Someone running a business assuming they can't compete with the guy across the street is ignorant of the macroeconomics of wages being not just an expense but a source of income.
Hogwash. $15/hr is $30k/yr if you work a standard 2000 hours. What are they buying and what should they be buying? Certainly not wasting money in restaurants or buying high profit margin trinkets.
That's why this is self limiting anyway. If people want to be idiots and play the "I deserve" game, making $7.50 or $15 or even more, go ahead. But it's really poor budgeting and is going to catch them or limit them severely when they realize how many hours they have to work to feed their families Big Macs (which will, increase in price). $15/hr is not "making it", but it does topple a lot of the cost structure of the labor component of many businesses. Which means less opportunity as it all flushes out.
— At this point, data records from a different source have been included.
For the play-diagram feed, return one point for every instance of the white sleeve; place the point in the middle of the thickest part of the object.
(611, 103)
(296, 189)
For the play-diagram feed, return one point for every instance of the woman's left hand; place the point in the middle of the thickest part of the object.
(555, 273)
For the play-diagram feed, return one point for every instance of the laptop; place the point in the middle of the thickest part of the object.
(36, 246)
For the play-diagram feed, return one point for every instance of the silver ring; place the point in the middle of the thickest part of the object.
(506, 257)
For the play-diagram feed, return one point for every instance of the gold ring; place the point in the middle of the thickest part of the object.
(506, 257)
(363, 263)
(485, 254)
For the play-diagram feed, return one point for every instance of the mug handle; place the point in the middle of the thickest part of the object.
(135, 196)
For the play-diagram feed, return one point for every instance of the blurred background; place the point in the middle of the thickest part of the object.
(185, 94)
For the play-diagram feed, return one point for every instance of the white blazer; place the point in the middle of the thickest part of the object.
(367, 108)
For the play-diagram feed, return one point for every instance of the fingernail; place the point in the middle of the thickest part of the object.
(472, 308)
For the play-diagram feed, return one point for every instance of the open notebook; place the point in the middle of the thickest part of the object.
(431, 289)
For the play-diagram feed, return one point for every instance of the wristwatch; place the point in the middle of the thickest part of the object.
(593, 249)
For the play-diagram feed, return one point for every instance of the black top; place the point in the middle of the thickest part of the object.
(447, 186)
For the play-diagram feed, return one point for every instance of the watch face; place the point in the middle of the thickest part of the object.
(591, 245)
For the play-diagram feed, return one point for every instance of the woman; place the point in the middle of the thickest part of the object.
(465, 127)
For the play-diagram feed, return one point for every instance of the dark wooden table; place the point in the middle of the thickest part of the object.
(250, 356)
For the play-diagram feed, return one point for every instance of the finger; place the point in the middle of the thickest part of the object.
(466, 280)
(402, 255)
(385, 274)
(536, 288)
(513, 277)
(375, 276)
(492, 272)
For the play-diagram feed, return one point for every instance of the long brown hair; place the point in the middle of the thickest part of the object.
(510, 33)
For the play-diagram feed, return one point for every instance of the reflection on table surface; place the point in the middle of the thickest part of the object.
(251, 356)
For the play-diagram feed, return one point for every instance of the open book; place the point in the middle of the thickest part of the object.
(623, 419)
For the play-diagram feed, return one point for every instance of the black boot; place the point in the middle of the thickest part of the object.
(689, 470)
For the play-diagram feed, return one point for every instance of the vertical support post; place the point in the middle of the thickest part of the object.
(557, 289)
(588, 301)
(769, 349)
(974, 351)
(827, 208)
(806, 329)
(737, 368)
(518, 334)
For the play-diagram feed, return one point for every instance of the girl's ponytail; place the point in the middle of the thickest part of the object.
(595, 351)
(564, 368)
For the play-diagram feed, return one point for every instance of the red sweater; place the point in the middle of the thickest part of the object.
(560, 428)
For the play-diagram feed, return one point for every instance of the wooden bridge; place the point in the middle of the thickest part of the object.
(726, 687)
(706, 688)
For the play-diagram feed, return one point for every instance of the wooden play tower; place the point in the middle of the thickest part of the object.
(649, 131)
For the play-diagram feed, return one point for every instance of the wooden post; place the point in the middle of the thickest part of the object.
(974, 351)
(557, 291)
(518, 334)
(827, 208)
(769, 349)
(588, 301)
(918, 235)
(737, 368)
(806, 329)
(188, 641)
It's just a low-tier wealth redistribution. A feel good thing where everyone thinks they'll have twice as much money... Until they don't, or their job is just gone A company could have two $7.50 employees for the price of one $15 employee. Business efficiency dictates the best of all worlds is to get a $7.50 employee to do the job of two people, and gain cost efficiencies. What will happen is that this will be stressed much further, and only the best employees will be retained in jobs (even if they then pay a bit more than $15), and the opportunity at the bottom will be gone. This is because some people are just harder workers than others, some people are smarter than others, and so besides automation and whatever, it will simply drive management and owners to stress the better employees further and remove opportunity for the lowest.